Dorothee Sommer, ehemals in der ästhetischen Erziehung tätig, konzentriert sich auf die Aquarellmalerei. Ihre ca. 20 ausgestellten Bilder sind in früheren Jahren entstanden, aber auch aktuell in Grieth, jeweils unmittelbar vor der Natur. Sie zeigen Landschaften und Blumenstillleben in ihrem nuancenreichen Spiel von Transparenz, Licht und Schatten. In ihrer Arbeit ist der Künstlerin hauptsächlich die Atmosphäre wichtig, das persönliche Erlebnis des individuellen Sehens und bildnerischen Denkens und nicht die reale Wiedergabe der Natur. Die Bilder sind frei von jeglichem literarischen Inhalt und haben demzufolge auch keinen erklärenden Titel.

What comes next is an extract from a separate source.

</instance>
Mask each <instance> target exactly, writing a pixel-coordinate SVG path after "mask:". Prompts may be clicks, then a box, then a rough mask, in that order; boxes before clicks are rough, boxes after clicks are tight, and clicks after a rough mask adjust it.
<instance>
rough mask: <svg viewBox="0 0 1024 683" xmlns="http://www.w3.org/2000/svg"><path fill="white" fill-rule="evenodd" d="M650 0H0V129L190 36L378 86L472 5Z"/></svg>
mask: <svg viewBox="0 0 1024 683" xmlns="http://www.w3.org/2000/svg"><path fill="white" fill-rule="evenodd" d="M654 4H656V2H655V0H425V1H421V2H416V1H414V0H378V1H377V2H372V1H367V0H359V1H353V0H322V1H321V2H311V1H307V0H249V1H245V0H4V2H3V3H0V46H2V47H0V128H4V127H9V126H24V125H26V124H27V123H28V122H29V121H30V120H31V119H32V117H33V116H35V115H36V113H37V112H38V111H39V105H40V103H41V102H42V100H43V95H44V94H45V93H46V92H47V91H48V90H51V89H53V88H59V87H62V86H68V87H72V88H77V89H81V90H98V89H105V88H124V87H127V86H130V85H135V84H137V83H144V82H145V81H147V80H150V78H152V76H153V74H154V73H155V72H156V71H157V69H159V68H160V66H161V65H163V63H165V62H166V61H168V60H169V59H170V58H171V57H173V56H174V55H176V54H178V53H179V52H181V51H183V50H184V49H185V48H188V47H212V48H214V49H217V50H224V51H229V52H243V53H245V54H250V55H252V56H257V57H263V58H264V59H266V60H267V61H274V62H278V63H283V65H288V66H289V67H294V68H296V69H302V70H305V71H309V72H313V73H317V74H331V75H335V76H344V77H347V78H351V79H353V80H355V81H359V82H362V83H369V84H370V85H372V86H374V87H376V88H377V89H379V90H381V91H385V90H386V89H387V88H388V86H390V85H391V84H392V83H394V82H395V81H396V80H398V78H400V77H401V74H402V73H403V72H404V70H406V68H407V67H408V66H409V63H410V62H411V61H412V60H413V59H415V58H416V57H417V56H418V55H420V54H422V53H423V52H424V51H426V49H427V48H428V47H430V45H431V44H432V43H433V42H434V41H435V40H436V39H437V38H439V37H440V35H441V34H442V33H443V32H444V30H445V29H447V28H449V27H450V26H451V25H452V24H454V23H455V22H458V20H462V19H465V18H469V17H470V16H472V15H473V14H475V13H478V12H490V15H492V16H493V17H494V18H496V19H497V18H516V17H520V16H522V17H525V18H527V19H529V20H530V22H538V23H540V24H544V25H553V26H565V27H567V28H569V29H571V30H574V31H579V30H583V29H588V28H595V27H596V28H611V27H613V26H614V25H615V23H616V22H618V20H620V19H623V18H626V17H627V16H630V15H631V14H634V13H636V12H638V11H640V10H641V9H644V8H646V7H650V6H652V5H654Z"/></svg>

Peter Sommer lehrte bis 2000 hauptamtlich an der Universität Bielefeld im Fachbereich Kunst. Seine künstlerischen Arbeitsschwerpunkte sind Handzeichnungen und plastische Arbeiten aus gebranntem und ungebranntem Ton, die er häufig mit Blei, Asche, Erde und Staub kombiniert. Die Impulse für seine Arbeiten bezieht er aus der Konfrontation von Natur und Mensch. Zu sehen sind keine realistischen und friedvollen Exponate, eher eine feindliche Koexistenz von Natur und Kultur. In die abstrahierte Topologie seiner Landschaften werden anonyme Menschenbilder gesetzt – Unterdrückte, Machthaber, Gebundene, Mann und Frau –, die Machtverhältnisse aufzeigen und den Zeitgeist widerspiegeln. Ein Block von auf Reisen entstandenen Rohrfederzeichnungen ergänzen die Ausstellung.
Eröffnung:
Freitag, 21. November 2025 um 18 Uhr im Städtischen Museum Kalkar
Termine:
Im Zusammenhang mit der Ausstellung findet am Samstag, dem 10. Januar 2026 um 17 Uhr in den Ausstellungsräumen unter dem Dach eine Musikveranstaltung mit dem Titel "Són e canto." statt.
Die Musiker:
- Bianca Sorgente: Gesang, Violine, Gitarre
- Uwe Sommer-Sorgente: Gitarre
- Maja Plüddemann: Contrabass
In der Pause führt Lioba Rochell ein Gespräch mit dem Künstler Peter Sommer über die Exponate in der Ausstellung.